Josh Hamilton expects it will take some time before he realizes the significance of becoming the 16th player in baseball history to hit four home runs in a game.
He does, however, appreciate how fortunate he was to be playing baseball at Camden Yards on Tuesday night as a member of the Texas Rangers. Because, before his epic performance against the Baltimore Orioles, Hamilton had to do something even harder than launching a quartet of two-run homers.
He needed to save himself from personal ruin.
Hamilton went from first-round draft pick by Tampa Bay in 1999 to out of baseball altogether because of drug and alcohol addiction.
He recovered and returned to the majors in 2007 with Cincinnati, and was traded to the Texas, where he has become a star - the AL MVP in 2010 - while still battling his addiction. He had a relapse before this season, but is off to a torrid start.
After going 5 for 5 with a career-high eight RBIs and setting an AL record with 18 total bases in the Rangers' 10-3 win, Hamilton reflected on what his life was like before this unforgettable night.
"I think about what God's done in my life, everything I did to mess it up," he said. "To finally surrender everything and pursue that relationship with Christ on a daily basis and understanding when I don't pursue it, I end up messing up. Understanding that what I'm doing and what God's allowed me to do, coming back from everything I went through and allowing me to play the game at the level I play it, it's pretty amazing to think about."
Few players in the game today are playing at Hamilton's level. He's batting .406 and leads the majors with 13 homers and 36 RBIs.

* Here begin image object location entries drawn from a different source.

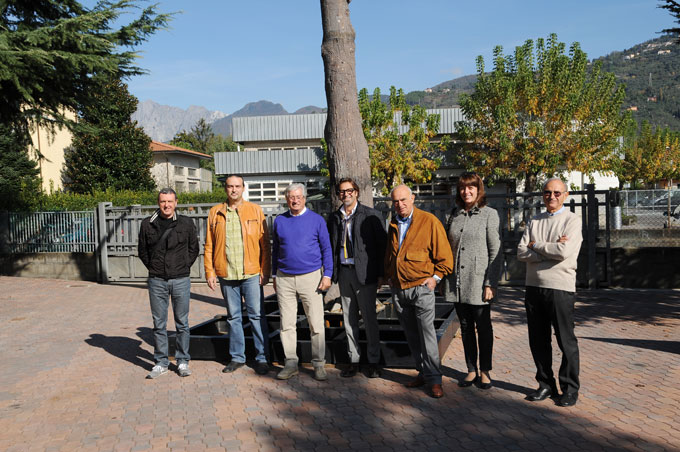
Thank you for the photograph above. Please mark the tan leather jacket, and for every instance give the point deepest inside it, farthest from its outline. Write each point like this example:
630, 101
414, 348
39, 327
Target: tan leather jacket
425, 251
256, 247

That's impressive, but not as mind-blowing as his heroics against the Orioles.
Hamilton homered off Jake Arrieta in the first and third innings, added another off Zach Phillips in the seventh and topped it off with a one-for-the-books shot against Darren O'Day. During the last at-bat, Hamilton took a mighty hack and missed, lined a foul into right-field seats and then sent an 0-2 pitch over the center-field wall.
"Amazing," Texas manager Ron Washington said. "Josh came out tonight, and he wasn't going to be denied. I know he can't do it every night, but what you saw tonight, he's capable of it."

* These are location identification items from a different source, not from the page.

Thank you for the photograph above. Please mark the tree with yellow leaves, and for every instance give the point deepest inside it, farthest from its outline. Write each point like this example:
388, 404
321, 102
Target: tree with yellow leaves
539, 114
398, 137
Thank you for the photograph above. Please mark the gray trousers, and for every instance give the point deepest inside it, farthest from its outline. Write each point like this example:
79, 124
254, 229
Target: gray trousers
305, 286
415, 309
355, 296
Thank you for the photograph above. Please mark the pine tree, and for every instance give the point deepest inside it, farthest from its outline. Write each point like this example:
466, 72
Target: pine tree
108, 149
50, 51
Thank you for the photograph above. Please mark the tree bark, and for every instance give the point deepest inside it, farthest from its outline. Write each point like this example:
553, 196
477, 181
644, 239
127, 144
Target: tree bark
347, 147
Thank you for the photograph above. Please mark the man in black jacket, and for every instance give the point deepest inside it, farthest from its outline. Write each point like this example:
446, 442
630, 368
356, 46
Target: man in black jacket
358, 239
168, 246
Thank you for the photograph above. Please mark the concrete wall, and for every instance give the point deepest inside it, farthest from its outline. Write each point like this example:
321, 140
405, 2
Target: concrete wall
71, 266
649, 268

As he spoke to the media afterward, Hamilton wore a blue T-shirt emblazoned with "BEAST MODE."
On this night, he was a beast with the bat.
"It's like anything else - you do something good or something incredible happens, it takes a little bit for it to sink in," Hamilton said. "I think when I get away from everybody and I have some time to myself, I think it might then."
The last player to hit four home runs in a game was Carlos Delgado on Sept. 25, 2003, for Toronto against Tampa Bay. Two of the 16 players to hit four homers in a game did it before 1900.
"History was witnessed tonight," Washington said.
As he walked to the plate in the eighth inning, Hamilton felt a sense of calm. He had never hit more than two home runs in a game, and he already had three.
"I just went up like it was any other at-bat because if I don't hit one," Hamilton reasoned, "I've still had a really good night."
It got even better after he was circling the bases.
"I can say that was the worst pitch of my life," O'Day said. "Worst pitch of my career, not of my life. Guy's already got three bombs and I had him 0-2 and I throw it right over the middle. I couldn't have soft-tossed it any better to him. I'd like that pitch back for sure. You can't say enough about the day he had."
Nor could Hamilton.
"Obviously it's, other than being in the World Series, the highlight of my big league career," he said. "I was saying after I hit two I've never hit three in a game before, and what a blessing that was. Then to hit four is just an awesome feeling, to see how excited my teammates got.
"It reminds you of when you're in Little League and a little kid, and just the excitement and why we play the game. Things like that. You never know what can happen. It was just an absolute blessing."
So is his career. Hamilton will become a free agent after this season, but that's something he won't deal with until the proper time.
"God gives me peace, man. I pray a lot. I want to be where he wants me to be," Hamilton said. "If that's Texas, I love it in Texas. And you know, I take it as far as day-to-day life, a one-day-at-a-time mentality not only for a recovering addict, but that should be for everybody. It's one day at a time really because tomorrow is not promised and yesterday's gone."